“Reims
surge-me, não somente como um ancoradouro familiar e social (…),
mas também (…) como a cidade do insulto.” (p. 187)
“Sou um
produto da injúria. Um filho da vergonha.” (p. 190)
Num
registo autobiográfico, o filósofo e sociólogo Didier Eribon (n.
1953) procura compreender a realidade social onde cresceu, tecendo
considerações importantes sobre a evolução do pensamento na
França, a partir da década de 50, e de que forma a direita e a
extrema-direita têm ganhado expressão desde então.
O
autor cresceu em Reims, uma cidade a cerca de 150 km de Paris, que se
debatia ainda com a reconstrução e sobrevivência do segundo
após-guerra. A baixa escolaridade dos seus habitantes consolidava em
certa medida o determinismo social a que estavam sujeitos, na medida
em que os rapazes ao abandonarem a escola tornavam-se operários ou
dedicavam-se a pequenos ofícios que não requeriam grande
especialização tecnológica, ao passo que as raparigas trabalhavam
em limpezas e outras tarefas domésticas. Os jovens casavam-se cedo e
tinham vários filhos, o que, no seu conjunto, numa época anterior
ao Maio de 68, contribuía para a perpetuação de pobreza e miséria
nos estratos
sociais mais baixos em França.
Este
“Regresso a Reims” após a morte do seu pai com quem, há muitos
anos não mantinha qualquer contacto, permitiu a Didier Eribon, na
reaproximação com a sua mãe, tentar compreender a história de
violência a que esteve sujeito durante os vinte anos em que viveu
com a sua família, tentando compreender a génese dessa mesma
violência.
Identificando-se
como homossexual, é em Reims que o autor constrói a sua identidade,
confrontando-se desde tenra idade com o insulto, sofrendo emocional e
psicologicamente na sequência de ter sido vítima de perseguição e
de gozo tanto no seio da família, como no bairro onde vivia e na
escola. “Reims surge-me, não somente como um ancoradouro familiar
e social (…), mas também (…) como a cidade do insulto.” (p.
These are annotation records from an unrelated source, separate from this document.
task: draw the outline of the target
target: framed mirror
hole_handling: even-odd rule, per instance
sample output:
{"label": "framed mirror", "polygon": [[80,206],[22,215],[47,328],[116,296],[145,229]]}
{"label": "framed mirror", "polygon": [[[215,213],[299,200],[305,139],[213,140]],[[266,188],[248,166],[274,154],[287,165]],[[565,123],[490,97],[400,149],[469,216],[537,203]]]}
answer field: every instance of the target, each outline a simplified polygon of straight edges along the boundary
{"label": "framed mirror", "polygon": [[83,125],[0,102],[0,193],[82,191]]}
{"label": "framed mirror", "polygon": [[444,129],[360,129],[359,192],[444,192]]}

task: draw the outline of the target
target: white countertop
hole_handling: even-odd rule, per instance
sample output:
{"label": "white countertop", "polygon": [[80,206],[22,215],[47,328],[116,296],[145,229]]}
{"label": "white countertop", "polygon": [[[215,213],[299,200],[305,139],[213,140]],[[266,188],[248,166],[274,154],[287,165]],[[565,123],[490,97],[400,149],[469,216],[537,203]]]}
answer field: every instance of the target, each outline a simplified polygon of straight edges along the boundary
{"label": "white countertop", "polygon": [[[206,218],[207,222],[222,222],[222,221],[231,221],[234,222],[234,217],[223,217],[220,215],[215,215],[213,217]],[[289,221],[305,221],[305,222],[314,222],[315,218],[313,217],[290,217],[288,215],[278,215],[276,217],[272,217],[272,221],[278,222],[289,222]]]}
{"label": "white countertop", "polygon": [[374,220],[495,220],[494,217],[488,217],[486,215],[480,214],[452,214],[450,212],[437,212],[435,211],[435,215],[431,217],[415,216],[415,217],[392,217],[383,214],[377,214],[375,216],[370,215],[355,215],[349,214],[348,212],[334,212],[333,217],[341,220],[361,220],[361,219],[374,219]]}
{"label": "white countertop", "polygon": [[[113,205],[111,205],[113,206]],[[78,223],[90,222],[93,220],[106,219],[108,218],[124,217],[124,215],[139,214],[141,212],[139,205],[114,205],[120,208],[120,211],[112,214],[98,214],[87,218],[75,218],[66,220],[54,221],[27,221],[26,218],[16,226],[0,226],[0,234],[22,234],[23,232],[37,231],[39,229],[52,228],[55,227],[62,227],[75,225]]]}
187) “Sou um produto da injúria. Um filho da vergonha.” (p. 190)
Era
imperativo sair de Reims. Era preciso romper com aquela vida que
teria somente a continuidade do preconceito, do racismo, da
xenofobia, de toda e qualquer mudança que se verificasse no ‘ethos’
social. Romper com Reims era sinónimo de cortar ligações com a
família e com toda uma realidade social de permanente violência.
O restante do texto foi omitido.